Triskaidekaphobia and other pieces of silliness
‘Friday the Thirteenth tomorrow, sir.’
‘Yes. Never mind the date, it’s Friday.’
Of course, were I to have dismissed as nonsensical the notion that 13 was somehow an unlucky number, I would have been guilty of imposing my worldview on the student. A post-modern word is one where the views of everyone are treated as equal, even if those views are not evidence-based
The post-modern approach in which every viewpoint is treated as being of equal validity can lead to unlikely ideas gaining currency. Esoteric theories abound in every corner of the Web. Notions of scientific method and peer review are dismissed and the the unsubstantiated views of ‘influencers’ are uncritically accepted. The world is run by the World Economic Forum, the United Nations, the Illuminati, the Jesuits, the Freemasons, the CIA, the Jews, the British Royal Family, MI5, Mossad, Opus Dei, medieval secret societies: the list is lengthy, always bizarre, and frequently contradictory. (Had the Freemasons one fraction of the power attributed to them, I think I should have joined so as to find it easier to get teaching jobs!)

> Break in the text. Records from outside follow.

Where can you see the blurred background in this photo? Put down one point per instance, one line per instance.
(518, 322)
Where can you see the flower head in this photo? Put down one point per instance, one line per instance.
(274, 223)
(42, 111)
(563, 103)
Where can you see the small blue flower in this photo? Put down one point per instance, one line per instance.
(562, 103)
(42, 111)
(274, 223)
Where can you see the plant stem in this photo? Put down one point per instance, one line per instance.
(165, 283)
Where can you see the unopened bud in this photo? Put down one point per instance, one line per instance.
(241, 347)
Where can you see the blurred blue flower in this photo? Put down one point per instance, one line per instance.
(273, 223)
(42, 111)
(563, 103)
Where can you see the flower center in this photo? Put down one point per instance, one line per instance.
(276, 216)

Post-modern society has produced not people who believe nothing, but has increasingly produced people who will believe anything they read on social media and websites.
Far from becoming mature, rational and objective, the decline of traditional religion has led to the rise of the irrational and the return of old superstitions.
One of my favourite principles from medieval times is the principle which in its shortest form says that one should not make any assumptions more than the minimum necessary to explain an event or phenomenon. It was developed by the 14th Century English monk and writer William of Occam who would have been dismayed at the backward slip of civilization, William expounded the principle that became known as Occam’s Razor.
Those of us who have grown up in the culture of the Enlightenment since the 18th Century have grown used to scientific method where theories are measured against facts and adapted in the light of those facts. Hegel proposed the model of hypothesis and antithesis leading to synthesis. Furthermore, all theories, methods and conclusions are subject to peer review, by reviewers from institutions with academic credibility.
Such method runs contrary to the sort of post-modern thinking which responds to facts by creating ever more outlandish theories to account for facts that have simple explanations.
Of course, the student is entitled to his ideas about Friday the Thirteenth, but without being able to produce evidence, without proposing a theory that is amenable to falsification, without being able to propose a thesis that can be tested, it will remain a piece of ancient superstition.